しかし過去に様々なリング上での事故を目の当たりにしてきているのもあり、今のファンはレスラーに対して「無理はしないでくれ!」という気持ちが強くなっていると思います。
だから「セレモニーのみ」でも全く問題ないし、それでも最後の雄姿を見るためにチケットを買って会場に行くぞ!となりました。
プロレスファンもとても温かくなり、これは本当にいいことだなぁと思います。

話のベクトルがガラッと変わって申し訳ないのですが、仲間内でレスラーの引退の話になると必ず出てくる名前が大仁田厚選手です。

今現在、7回引退し、7回復帰しています。
もはや、これに対して本気で怒る人間なんていません。
笑い話として語り継がれています。
7回の引退試合のうち私が観戦したのは1回だけです。
現状、最後の引退試合となっている2017年の7回目です。
その引退に向けて大仁田選手は「さすがにもうこれで最後!」と語っていたこともあり、会場の後楽園ホールは超満員。
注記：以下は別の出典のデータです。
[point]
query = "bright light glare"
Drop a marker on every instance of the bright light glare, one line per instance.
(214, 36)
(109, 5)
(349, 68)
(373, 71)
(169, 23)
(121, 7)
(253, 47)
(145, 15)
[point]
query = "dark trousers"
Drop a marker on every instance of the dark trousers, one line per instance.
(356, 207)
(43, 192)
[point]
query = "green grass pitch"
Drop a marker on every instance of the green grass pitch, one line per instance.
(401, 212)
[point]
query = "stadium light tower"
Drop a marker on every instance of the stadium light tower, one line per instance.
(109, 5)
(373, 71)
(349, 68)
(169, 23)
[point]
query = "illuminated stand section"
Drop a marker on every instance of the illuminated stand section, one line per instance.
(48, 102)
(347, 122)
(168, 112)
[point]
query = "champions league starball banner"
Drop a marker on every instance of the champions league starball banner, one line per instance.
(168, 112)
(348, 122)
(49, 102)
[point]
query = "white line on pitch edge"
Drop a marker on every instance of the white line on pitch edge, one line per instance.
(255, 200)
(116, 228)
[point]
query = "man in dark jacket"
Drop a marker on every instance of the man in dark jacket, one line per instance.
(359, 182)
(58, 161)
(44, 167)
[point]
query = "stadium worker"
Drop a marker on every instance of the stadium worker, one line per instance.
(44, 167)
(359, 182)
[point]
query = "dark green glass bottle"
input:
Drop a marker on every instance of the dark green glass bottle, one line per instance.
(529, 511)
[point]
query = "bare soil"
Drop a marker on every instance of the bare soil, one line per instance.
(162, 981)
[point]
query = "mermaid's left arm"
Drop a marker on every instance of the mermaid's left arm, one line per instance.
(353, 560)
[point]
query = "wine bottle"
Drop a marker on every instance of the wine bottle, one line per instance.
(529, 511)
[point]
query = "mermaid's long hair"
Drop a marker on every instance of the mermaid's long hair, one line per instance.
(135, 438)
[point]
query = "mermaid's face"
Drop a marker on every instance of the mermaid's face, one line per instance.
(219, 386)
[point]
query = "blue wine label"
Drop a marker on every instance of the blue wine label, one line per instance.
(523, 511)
バルコニーの立ち見も3重、4重に人が重なるほどパンパンに入っていました。
「本当に最後」だからと、セレモニーに初めてお母さんも登場しましたし、私もマジでこれが最後だと思って観戦していました。
しかし、1年後に復帰しました(笑)
ファイトマネーを貰わないボランティアレスラーとして復帰という、さすが大仁田厚!というものでした。

2017年の引退試合の際、試合前に引退セレモニーをやったんです。
それはメインが大荒れになることも想定して、先にセレモニーをしたのだと思います。
これに対して私の知り合いが面白いことを言ったんです。
先にセレモニーだったということは、メインの引退試合が実はもう復帰戦だったんじゃないか?と。

で、私は1年後の鶴見青果市場での復帰戦を会場で観戦しまして、その日の夜に大仁田選手との食事会に呼ばれたんです。
その席で先ほどの「引退試合が実は復帰戦だった説」を大仁田さんに話したら爆笑しながら「それはないって!あの時はホントに辞めるつもりだったんだよ!」とのこと。
追い打ちをかけるように私は「ではなぜ、また復帰を?」と聞きました。
すると、大仁田さんは「やりたくなっちゃうんだよな~!ガハハ!」とのことでした。

これ、ずいぶんテキトーな考え方だなと思われるかもしれないですが、けっこう核心をついていると思うんです。